風地観は大地の上に風が吹いているという卦で、一年で言うと天地否のさらに陰気の上昇した八月になる。大地から風を見上げるという意味での観で、観は仰ぎ見ることをいう。「風土」という言葉もそこから来ているのかもしれない。

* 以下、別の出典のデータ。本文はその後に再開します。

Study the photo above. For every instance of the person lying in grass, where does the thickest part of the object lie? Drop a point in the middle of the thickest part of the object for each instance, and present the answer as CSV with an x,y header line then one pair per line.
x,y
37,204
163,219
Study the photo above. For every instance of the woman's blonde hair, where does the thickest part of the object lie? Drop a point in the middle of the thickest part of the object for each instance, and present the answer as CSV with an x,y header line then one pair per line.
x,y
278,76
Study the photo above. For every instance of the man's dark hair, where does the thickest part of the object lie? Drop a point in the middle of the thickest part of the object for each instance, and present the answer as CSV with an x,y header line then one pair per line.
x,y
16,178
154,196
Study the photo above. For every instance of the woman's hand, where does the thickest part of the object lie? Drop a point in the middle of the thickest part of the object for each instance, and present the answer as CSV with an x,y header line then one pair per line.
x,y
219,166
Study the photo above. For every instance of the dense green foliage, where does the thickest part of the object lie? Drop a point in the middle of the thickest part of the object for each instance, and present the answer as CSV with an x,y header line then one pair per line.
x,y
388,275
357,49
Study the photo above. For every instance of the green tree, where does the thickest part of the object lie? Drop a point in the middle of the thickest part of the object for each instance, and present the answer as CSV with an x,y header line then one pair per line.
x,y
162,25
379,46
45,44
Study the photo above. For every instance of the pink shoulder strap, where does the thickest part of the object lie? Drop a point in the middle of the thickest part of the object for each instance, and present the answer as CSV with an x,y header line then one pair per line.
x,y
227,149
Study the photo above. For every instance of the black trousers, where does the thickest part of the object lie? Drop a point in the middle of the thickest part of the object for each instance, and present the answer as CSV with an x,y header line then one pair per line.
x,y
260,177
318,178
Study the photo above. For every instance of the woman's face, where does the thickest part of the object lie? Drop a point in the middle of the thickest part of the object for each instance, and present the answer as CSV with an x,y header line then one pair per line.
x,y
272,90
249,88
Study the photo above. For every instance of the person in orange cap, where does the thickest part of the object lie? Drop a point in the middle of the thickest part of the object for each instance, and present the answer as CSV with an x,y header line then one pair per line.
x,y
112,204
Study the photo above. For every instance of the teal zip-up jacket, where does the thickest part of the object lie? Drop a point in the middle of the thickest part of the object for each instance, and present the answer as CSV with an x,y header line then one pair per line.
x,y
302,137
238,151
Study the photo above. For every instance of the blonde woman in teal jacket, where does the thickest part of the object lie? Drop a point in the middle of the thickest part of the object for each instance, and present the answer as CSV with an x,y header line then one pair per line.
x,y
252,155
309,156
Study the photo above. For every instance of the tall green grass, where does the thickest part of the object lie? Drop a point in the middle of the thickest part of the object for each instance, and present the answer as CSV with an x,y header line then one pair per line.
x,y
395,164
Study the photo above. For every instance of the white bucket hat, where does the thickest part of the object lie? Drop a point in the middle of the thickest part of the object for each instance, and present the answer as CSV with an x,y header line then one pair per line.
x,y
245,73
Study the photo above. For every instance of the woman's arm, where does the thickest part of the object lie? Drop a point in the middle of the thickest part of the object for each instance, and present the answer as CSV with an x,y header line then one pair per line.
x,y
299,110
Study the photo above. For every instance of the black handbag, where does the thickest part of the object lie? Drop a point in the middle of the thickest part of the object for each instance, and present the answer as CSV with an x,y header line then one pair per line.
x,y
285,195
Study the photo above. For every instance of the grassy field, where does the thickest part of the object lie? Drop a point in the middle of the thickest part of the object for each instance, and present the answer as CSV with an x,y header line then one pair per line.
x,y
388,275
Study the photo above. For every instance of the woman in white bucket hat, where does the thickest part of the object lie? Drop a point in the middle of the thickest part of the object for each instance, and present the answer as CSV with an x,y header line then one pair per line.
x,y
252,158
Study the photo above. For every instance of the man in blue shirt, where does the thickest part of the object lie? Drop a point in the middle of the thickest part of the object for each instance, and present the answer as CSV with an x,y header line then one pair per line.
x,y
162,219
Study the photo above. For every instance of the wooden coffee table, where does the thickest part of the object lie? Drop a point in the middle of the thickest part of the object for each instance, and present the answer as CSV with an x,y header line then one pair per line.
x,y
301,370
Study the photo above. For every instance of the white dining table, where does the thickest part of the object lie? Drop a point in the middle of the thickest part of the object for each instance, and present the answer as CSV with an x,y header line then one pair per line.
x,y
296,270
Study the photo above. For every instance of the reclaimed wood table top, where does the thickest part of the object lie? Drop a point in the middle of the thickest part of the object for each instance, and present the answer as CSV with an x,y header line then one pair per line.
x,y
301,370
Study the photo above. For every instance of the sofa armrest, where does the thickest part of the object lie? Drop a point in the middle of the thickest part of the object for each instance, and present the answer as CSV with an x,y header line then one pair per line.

「観、盥而不薦」とあるように、盥(手を洗清め)、不薦(神にお供えするように、無理に推しつけたりはしない)と、謙虚でなければならない。まあ、今のコロナ下ではちゃんと手を洗い、旅行を無理に勧めたりしないということか。
それでは「箱根越す」の巻の続き。挙句まで。
二裏
三十一句目
あたら姿のかしら剃られず
世の中の茶筅売こそ嬉しけれ 荷兮
京の師走の風物でもあった鉢叩きは同時に茶筅売りだったという。剃髪はせず俗形だった。
三十二句目
世の中の茶筅売こそ嬉しけれ
ねぶたき昼はまろび転びて 聴雪
「茶筅売り」はコトバンクの「精選版 日本国語大辞典の解説」に、
「〘名〙 茶筅を売る人。特に、歳末に自製の茶筅を京都の市中に売り歩いた空也堂の僧。のち、江戸市内でも、その扮装(ふんそう)や口上を真似て、白衣に鷹の羽や千鳥の模様を染めぬいた十徳を着て、茶筅をさした苞(つと)の竹棒をかつぎ、鉢や瓢箪をたたきながら売り歩いた。」
とある。
実際はどうだったかは知らないが、年末だけ働いてあとは寝て暮らすというイメージがあったのだろう。
三十三句目
ねぶたき昼はまろび転びて
旅衣尾張の国の十蔵か 芭蕉
「十蔵」は『校本芭蕉全集 第三巻』の注に「越人の通称」とある。コトバンクの「美術人名辞典の解説」にも、
「江戸中期の俳人。北越後生。通称は十蔵(重蔵)、別号に負山子・槿花翁。名古屋に出て岡田野水の世話で紺屋を営み、坪井杜国・山本荷兮と交わる。松尾芭蕉の『更科紀行』の旅に同行し、宝井其角・服部嵐雪・杉山杉風・山口素堂と親交した。『不猫蛇』を著し、各務支考・沢露川と論争した。蕉門十哲の一人。享保21年(1736)歿、80才位。」
とある。
前句のぐうたら者はまるで越人だなということで、これは楽屋落ちの句。越人はいじりやすい人柄だったのだろう。
三十四句目
旅衣尾張の国の十蔵か
富士画かねて又馬に乗 野水
尾張には狩野派の絵師何人もいたが、十蔵という通称を持つ者がいたかどうかはよくわからない。富士山も雲に隠れたりするから見える場所を探して馬で移動する。
三十五句目
富士画かねて又馬に乗
懐に盃入るる花なりし 如行
馬での旅でも花見にいい場所があればそこで飲めるように懐に盃を入れている。
挙句
懐に盃入るる花なりし
かげ和らかに柳流るる 越人
桜に柳と言えば、
見渡せば柳桜をこきまぜて
都ぞ春の錦なりける
素性法師(古今集)
の歌がある。柳と桜の錦を以て一巻は目出度く終わる。